Brown Wants More Out-of-State Incarceration (and Spending), Less Early Release
Gov. Jerry Brown is giving in to the federal judges whom he’s fought all year over the solution to fixing California’s overcrowded prisons.
Brown battled to throw out a court order requiring California to reduce its prison population to 137.5 percent of system capacity by the end of the year. When the judges stuck to their Dec. 31 deadline, he asked the United States Supreme Court to stay the decision.
But earlier this summer, the nation’s highest court rejected Brown’s request. So the governor is now proposing a $315 million plan to meet the court’s population mandate by sending prisoners to out-of-state prisons, community jails and privately run prison facilities.
“The plan is to find as many cells as needed,” Brown said. “The only way to comply with (the federal court order) consistent with public safety, consistent with maintaining the reforms we’ve already introduced, is to purchase additional capacity. That’s the plan.”
California needs to either release or find space for about 9,500 prisoners to meet the federal mandate. “We are not – any of us – willing to release an additional single prisoner,” said Assembly Speaker John Perez, who is supporting Brown’s proposal. So are the Assembly and Senate’s top Republicans.

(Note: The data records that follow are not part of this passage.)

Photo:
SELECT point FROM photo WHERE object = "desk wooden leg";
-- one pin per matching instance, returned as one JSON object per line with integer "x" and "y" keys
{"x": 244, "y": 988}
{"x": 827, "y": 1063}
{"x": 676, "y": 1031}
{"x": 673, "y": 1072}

But the plan to rent out additional beds has one powerful opponent: Senate President Pro Tem Darrell Steinberg, who controls two-thirds of the Senate’s votes.
“The Governor’s proposal is a plan with no promise and no hope,” Steinberg said in an e-mailed statement. “As the population of California grows, it’s only a short matter of time until new prison cells overflow and the Court demands mass releases again. For every ten prisoners finishing their sentences, nearly seven of them will commit another crime after release and end up back behind bars.”
Steinberg and Senate Democrats will roll out a counterproposal tomorrow morning. Meanwhile, Brown’s plan appears before an Assembly committee Thursday.
Legislators have less than three weeks to pass a proposal and send it to the governor’s desk.